Milliyetçi Hareket Partisi'nin (MHP) pazar günü yapılan kurultayında parti yönetimi güven tazeledi. Rakipsiz aday olarak girdiği seçimde genel başkanlığa beşinci kez Devlet Bahçeli seçildi. Rahat çalışamadığı mesai arkadşlarından çoğunu yönetimden uzaklaştırdı Devlet Bahçeli; yerlerine yeni yüzlerin seçilmesini sağladı.

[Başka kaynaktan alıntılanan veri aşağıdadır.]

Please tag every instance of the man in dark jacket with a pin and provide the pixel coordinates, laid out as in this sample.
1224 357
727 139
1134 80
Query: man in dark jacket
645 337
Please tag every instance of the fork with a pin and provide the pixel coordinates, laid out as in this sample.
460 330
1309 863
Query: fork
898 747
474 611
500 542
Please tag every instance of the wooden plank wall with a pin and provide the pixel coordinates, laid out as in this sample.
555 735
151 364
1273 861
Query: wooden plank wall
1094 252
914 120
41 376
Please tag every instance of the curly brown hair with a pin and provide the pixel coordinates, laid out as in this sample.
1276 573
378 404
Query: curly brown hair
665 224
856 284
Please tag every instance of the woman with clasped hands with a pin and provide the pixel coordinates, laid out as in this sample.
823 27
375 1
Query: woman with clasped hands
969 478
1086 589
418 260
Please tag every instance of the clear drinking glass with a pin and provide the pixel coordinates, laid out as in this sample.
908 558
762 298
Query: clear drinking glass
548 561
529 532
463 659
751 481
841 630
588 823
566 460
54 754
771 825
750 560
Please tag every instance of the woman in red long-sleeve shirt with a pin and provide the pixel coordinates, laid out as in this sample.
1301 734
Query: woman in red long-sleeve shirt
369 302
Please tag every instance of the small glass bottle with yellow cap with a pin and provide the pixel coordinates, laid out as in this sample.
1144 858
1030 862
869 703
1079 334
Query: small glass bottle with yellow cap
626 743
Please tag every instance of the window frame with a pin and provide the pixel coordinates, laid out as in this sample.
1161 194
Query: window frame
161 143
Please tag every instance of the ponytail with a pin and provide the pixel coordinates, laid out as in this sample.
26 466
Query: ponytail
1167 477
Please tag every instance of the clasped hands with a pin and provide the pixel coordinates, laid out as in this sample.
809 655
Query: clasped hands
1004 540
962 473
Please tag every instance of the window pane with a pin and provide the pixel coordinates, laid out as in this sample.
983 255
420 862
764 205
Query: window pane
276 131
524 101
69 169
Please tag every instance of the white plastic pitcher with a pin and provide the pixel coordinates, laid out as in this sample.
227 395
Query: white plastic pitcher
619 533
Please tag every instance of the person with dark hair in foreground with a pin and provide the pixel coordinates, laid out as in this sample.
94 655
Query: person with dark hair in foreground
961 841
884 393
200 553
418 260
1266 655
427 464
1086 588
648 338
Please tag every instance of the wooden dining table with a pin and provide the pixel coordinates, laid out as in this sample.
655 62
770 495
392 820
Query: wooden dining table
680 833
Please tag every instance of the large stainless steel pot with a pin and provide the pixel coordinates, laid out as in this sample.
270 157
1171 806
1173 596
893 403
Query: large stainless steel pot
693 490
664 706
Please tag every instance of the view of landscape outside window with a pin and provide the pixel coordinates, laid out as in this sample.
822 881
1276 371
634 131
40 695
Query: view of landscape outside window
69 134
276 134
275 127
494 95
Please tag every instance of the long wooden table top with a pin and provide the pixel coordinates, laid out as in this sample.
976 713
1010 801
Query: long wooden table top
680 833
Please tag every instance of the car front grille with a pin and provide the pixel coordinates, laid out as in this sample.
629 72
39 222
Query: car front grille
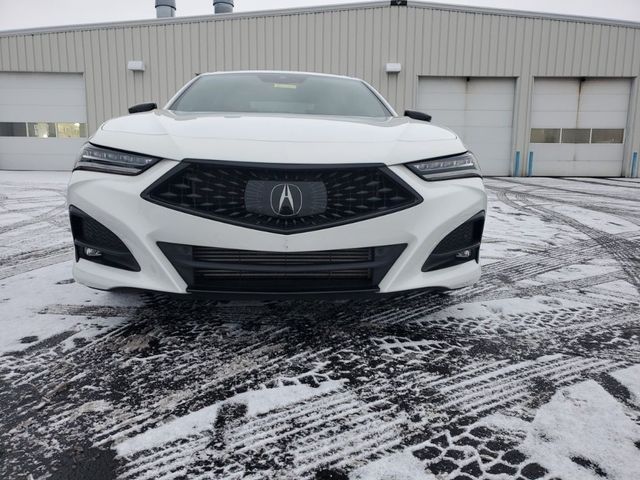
282 198
229 270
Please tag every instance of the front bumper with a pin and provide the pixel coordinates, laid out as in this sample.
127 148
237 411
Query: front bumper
115 201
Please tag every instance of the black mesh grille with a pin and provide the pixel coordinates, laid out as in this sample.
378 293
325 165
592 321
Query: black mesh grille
337 194
228 270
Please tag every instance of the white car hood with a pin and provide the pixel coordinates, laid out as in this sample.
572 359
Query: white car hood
277 138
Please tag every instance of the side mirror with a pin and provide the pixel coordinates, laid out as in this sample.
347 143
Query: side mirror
143 107
417 115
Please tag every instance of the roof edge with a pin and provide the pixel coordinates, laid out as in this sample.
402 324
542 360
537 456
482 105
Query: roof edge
320 9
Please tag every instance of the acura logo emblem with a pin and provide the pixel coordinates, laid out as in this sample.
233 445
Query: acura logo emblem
286 199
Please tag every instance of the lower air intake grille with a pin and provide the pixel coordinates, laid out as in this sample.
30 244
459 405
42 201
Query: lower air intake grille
229 270
282 198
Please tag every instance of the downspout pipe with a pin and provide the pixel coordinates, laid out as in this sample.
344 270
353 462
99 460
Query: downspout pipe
223 6
165 8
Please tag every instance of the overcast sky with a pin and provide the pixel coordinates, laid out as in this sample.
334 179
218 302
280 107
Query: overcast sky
16 14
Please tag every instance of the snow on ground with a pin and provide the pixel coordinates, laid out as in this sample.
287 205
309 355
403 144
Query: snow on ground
534 372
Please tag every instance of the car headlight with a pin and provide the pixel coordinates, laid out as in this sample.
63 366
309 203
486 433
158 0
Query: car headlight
445 168
99 159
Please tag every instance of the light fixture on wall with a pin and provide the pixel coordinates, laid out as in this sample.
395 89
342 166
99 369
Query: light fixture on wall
136 65
393 68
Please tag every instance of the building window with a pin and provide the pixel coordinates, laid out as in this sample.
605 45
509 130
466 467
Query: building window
545 135
71 130
13 129
41 129
607 135
576 135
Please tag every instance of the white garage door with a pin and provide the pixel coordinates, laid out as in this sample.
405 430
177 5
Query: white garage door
578 127
479 110
42 120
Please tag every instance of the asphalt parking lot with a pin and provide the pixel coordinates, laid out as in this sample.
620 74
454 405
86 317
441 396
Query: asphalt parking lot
532 373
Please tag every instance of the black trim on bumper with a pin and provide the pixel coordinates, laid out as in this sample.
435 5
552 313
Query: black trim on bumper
467 236
88 233
209 269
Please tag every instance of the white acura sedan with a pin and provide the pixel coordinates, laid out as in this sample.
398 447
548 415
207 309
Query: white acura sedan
275 183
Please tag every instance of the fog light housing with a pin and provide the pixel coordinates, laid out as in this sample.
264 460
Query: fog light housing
96 243
460 246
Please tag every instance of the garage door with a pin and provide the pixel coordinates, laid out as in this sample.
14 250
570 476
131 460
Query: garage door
42 120
578 126
479 110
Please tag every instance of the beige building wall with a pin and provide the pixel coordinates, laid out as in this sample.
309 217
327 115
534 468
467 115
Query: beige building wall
356 40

Buraya kadar özetlediğimiz, Türkiye'deki herhangi bir partinin kongresinde yaşananların da özeti sayılabilir. Hiçbir parti, kongresinde, genel başkanını değiştiremiyor bu ülkede; kimlerle çalışıp kimlerle çalışmayacağına da delegeler değil genel başkanlar karar veriyor. Kongresinde sürpriz yaşanmadığı için MHP'yi suçlamak aklımızdan bile geçmez.
Yine de, MHP kongresi, gözlemcileri şaşırtacak özelliklere sahipti; üzerinde mutlaka durulmayı gerektiren özellikler...
Her siyasi parti toplumda bir eğilimin karşılığıdır. Son genel seçimde (22 Temmuz 2007) MHP yüzde 14 civarında bir oy alarak Meclis'te kalabalık bir grupla temsil edilmeyi hak etti. Son yerel seçimde (29 Mart 2009) oyunu yüzde 16.5'a çıkartabildiğine göre, MHP, temsil değerini artırabilecek bir potansiyele sahip...
Kırılgan ve pek çok şarta bağlı bir temsil potansiyeli bu; 3 Kasım 2002 seçiminde bugünkü genel başkanı ve onun eliyle seçtiği bir yönetime sahip olan MHP yüzde 10 barajının altında kalarak Meclis'e tek milletvekili bile sokamamıştı. Oysa bir önceki 18 Nisan 1999 genel seçiminde bugünkünden de yüksek (yüzde 18) oy almayı başarmıştı MHP...
Yüzde 9 ilâ yüzde 18 oranları arasında oynayan bir destek tabana sahip olması MHP'nin aslında olağanüstü 'kırılgan' bir siyasi güç olduğuna işaret ediyor. Tabanı kırılgan her parti gibi, MHP de, rakiplerinden daha dikkatli olmak zorunda.
MHP'nin dışa vuran sorunu da bu noktada başlıyor: Toplumun en kolay tavır değiştirebilen bir kesimine hitap ettiği ve bu yüzden politika belirlerken kılı kırk yarması gerektiği halde, riskli bir çizgi izlemeye başladı son zamanlarda MHP: Hükümetin içinde 'açılım' sözcüğü geçen her politik tavrına en şiddetli biçimde karşı çıkıyor. 'Alevi açılımı' konusunda henüz görüş açıklamadı, ama o yönde atılan adımlardan da rahatsızlık duyduğunu öğrenmek hiç şaşırtıcı olmazdı. 'Demokratik açılım' adlı PKK'yı ve terörü sona erdirme politikasına da, Türkiye'yi uluslararası platformlarda yalnızlıktan hızla uzaklaştırmayı amaçlayan 'Ermeni açılımı'na da en keskin eleştiriler MHP yönetiminden geliyor.
Siyasette risk alınır elbette, MHP'nin böylesine 'riskli' görünen konularda eleştirel tavır alması siyaseten anlaşılabilir bir şey; anlaşılmayan, üstlenilen riskin hesaba-kitaba gelmemesi... Ya dünyanın gittiği istikamete uygun adımlarsa hükümetin açılımları; bu sebeple de başarısızlığa uğraması neredeyse imkânsız ise? Böyle bir durumda 'zamanın ruhu'nu kavrayamamak bir siyasi parti için katlanılamaz bir risk haline dönüşebilir.
Bu da MHP'yi 2002'de yaşadığı türden barajın altında kalma başarısızlığının tekerrürüne götürür.
Taban olarak MHP, toplumun dünyaya en az açık, bu sebeple de olan bitenlerden en fazla tedirginlik duyan kesimlerine hitap edi-yor. Ancak o tür kesimler, bugünün dünyasının gerçekleriyle tanışınca öteki bloka geçmekte pek az tereddüt ederler. MHP türü partiler, gelişmeleri olumlu karşılarken zararını görmeye başlayan toplum kesimleriyle kaçışları telâfi edebilirse ayakta kalmayı sürdürürler. Peki ya edemezlerse?